Post-consumer resin and virgin resin exported from the U.S. would be exempt from the tax. It would be levied on imported virgin resin, however.
The tax would cover virgin resin used to make single-use plastic packaging, beverage containers, bags and foodservice products, according to the announcement. Rebates would be available for certain product types, such as packaging for medicine.
Besides incentivizing recycled resin use, the bill would generate a pot of money for a “Plastic Waste Reduction Fund,” which would carry out various plastic waste reduction and recycling activities, the bill states.
The American Chemistry Council (ACC), which represents resin producers among other industry sectors, responded in opposition to the bill. The group said the proposal “takes a piecemeal approach by adding an excise tax on certain plastics sold, plus a series of confusing rebates that appear to pick winners and losers among consumer product companies, with some paying the tax and others receiving a rebate.”
The group referenced its recent outline of actions it has called for Congress to take, including mandating 30% recycled content in plastic packaging nationally by 2030.
Infrastructure bill rolls in entire RECYCLE act
The resin fee proposal comes during a time of heightened legislative activity in the plastics recycling space.
At the state level, Maine and Oregon recently approved EPR legislation covering plastic packaging, the first U.S. states to do so.
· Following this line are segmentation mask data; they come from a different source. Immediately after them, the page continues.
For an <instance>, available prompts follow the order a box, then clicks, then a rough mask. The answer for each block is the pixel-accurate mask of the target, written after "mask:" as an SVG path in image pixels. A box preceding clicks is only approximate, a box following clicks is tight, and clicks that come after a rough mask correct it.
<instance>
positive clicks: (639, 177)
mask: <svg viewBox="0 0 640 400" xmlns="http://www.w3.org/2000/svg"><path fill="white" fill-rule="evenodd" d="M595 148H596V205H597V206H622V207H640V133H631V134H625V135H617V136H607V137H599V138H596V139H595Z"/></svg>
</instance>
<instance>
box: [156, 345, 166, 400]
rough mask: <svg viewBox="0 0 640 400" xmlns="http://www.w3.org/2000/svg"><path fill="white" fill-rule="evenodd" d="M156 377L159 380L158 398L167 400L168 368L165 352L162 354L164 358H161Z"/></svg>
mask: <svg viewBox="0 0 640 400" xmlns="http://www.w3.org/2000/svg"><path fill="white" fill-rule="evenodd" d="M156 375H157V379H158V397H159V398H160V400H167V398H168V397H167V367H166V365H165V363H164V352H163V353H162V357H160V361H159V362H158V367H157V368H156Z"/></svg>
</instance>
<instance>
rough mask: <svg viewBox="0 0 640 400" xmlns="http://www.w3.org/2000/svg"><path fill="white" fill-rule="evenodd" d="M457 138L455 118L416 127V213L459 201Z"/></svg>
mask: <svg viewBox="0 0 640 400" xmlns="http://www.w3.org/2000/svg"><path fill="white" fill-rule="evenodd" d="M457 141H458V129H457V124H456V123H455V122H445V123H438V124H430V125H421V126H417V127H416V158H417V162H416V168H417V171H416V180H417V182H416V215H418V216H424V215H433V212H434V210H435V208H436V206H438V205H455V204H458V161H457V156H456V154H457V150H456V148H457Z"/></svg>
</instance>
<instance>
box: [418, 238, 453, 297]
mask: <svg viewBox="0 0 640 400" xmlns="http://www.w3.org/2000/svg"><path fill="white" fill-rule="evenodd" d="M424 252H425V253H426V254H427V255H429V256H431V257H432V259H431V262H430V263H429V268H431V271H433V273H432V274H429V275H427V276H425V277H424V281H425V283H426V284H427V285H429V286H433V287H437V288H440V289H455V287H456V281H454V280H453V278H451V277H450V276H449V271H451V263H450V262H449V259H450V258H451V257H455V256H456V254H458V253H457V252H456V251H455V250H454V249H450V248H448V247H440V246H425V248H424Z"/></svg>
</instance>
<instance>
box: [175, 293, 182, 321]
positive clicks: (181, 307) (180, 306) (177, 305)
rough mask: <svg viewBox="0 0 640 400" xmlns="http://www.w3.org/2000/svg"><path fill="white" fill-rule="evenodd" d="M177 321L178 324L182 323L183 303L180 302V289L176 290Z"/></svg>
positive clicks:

And at the national level, this month brought news that the Infrastructure Investment and Jobs Act, the massive infrastructure bill that has now passed the U.S. Senate, included authorization for a grant program funding recycling measures.
The infrastructure bill rolled the Recycling Enhancements to Collection and Yield through Consumer Learning and Education (RECYCLE) Act into the infrastructure legislation. The RECYCLE Act was first introduced in 2019, proposing to create a grant program for recycling outreach and education.
“One of the obstacles to strong neighborhood recycling programs is confusion by consumers about what can and can’t be recycled,” said Sen. Debbie Stabenow, D-Mich., in a release about the bill’s inclusion. “This bill will address that confusion and help improve the sustainability and efficiency of recycling programs across the country.”
Stabenow and bill co-sponsor Sen. Rob Portman, R-Ohio, also noted the infrastructure package “fully funds the RECYCLE Act at $15 million per year for five years.”